Applying to Graduate School in Psychology: Choosing Programs & Preparing
I received a question on my Tumblr about how to plan for graduate school applications. The question asker wanted to know how they should go…
I received a question on my Tumblr about how to plan for graduate school applications. The question asker wanted to know how they should go about selecting programs to apply to, and planning for applications. Here was my response:
First, borrow or buy a copy of Getting In: A Step-to-Step Guide by the APA. This will guide you in picking programs, locating them, evaluating them, locating advisers, getting your materials for application in order. It also breaks down a semester-by-semester timeline of what you should be working on at each stage in the process. I read this book in freshman year of undergrad and followed its guidelines to a T, and it helped me feel informed and empowered, and helped me to get accepted into 5 of the 20 the programs I applied to.
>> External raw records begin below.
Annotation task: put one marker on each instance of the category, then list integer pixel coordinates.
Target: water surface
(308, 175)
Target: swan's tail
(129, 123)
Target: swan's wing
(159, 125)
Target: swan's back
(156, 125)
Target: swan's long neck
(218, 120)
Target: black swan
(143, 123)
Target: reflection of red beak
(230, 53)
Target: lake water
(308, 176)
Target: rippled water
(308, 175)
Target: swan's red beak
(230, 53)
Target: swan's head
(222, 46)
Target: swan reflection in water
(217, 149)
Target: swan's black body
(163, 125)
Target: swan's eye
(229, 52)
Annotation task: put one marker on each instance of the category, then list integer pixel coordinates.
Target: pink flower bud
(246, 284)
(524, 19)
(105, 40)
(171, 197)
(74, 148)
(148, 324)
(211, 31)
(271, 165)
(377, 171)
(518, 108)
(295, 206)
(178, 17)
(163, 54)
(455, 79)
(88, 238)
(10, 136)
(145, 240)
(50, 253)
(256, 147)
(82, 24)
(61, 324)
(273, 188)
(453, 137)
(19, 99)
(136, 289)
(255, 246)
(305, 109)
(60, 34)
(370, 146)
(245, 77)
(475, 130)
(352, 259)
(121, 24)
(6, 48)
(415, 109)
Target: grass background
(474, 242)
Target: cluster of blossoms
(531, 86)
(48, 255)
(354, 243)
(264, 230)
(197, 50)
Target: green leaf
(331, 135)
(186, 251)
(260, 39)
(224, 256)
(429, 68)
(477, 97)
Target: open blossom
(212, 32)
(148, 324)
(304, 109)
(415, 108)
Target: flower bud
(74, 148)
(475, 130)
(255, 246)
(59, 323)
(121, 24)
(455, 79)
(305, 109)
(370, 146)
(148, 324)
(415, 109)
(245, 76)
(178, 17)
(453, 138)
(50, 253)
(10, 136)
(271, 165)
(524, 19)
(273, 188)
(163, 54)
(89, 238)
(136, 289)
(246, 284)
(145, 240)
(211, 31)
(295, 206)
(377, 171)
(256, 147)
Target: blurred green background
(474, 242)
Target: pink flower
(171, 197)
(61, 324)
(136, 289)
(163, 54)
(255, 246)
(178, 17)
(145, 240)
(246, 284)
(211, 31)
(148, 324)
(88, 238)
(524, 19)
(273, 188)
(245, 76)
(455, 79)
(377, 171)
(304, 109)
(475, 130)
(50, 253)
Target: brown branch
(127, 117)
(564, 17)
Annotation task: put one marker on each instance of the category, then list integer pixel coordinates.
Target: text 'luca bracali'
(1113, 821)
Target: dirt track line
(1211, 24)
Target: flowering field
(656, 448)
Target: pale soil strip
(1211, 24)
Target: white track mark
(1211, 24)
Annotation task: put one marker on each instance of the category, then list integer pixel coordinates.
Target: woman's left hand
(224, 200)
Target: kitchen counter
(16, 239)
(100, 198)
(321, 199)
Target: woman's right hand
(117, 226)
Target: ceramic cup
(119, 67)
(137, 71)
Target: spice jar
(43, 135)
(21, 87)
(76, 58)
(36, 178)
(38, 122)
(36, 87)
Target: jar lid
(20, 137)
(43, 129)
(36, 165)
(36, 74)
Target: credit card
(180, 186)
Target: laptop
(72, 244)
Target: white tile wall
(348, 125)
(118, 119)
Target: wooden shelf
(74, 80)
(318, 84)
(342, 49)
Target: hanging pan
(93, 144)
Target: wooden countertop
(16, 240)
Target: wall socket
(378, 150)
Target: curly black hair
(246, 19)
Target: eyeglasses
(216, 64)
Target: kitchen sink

Next, borrow or rent or buy a copy of the APA’s guide to graduate programs. Many psychology departments have a copy in their main office that you can borrow. Read through it.
Use it, along with the Step-by-Step Guide, to select at least 10 programs in the field you are interested in. Ideally, more.
Then: Go to the websites of those universities. Go to the psychology department page. Look up the faculty. Each faculty member should have a profile, a CV, a review of their research, and more. Look at their research. Does it interest you? Pick at least 10 professors you want to work with, in at least 10 different university programs.
Email those professors whose work interests you. Ask them: will you be accepting new students next year? Adviser fit and availability is the number one determinant of who gets into a grad program. It is an utter waste of time to apply to a program if the person you want to work with is not taking people on.
There is no secrete cache of this knowledge. A good adviser should make it available to you. As for me: I read the “Getting In” book and followed it, and it led me to apply to 20 programs and get into…let’s see? 5? And since the graduate school acceptance rate is like 10% for PhD programs, 5/20 is way better than average.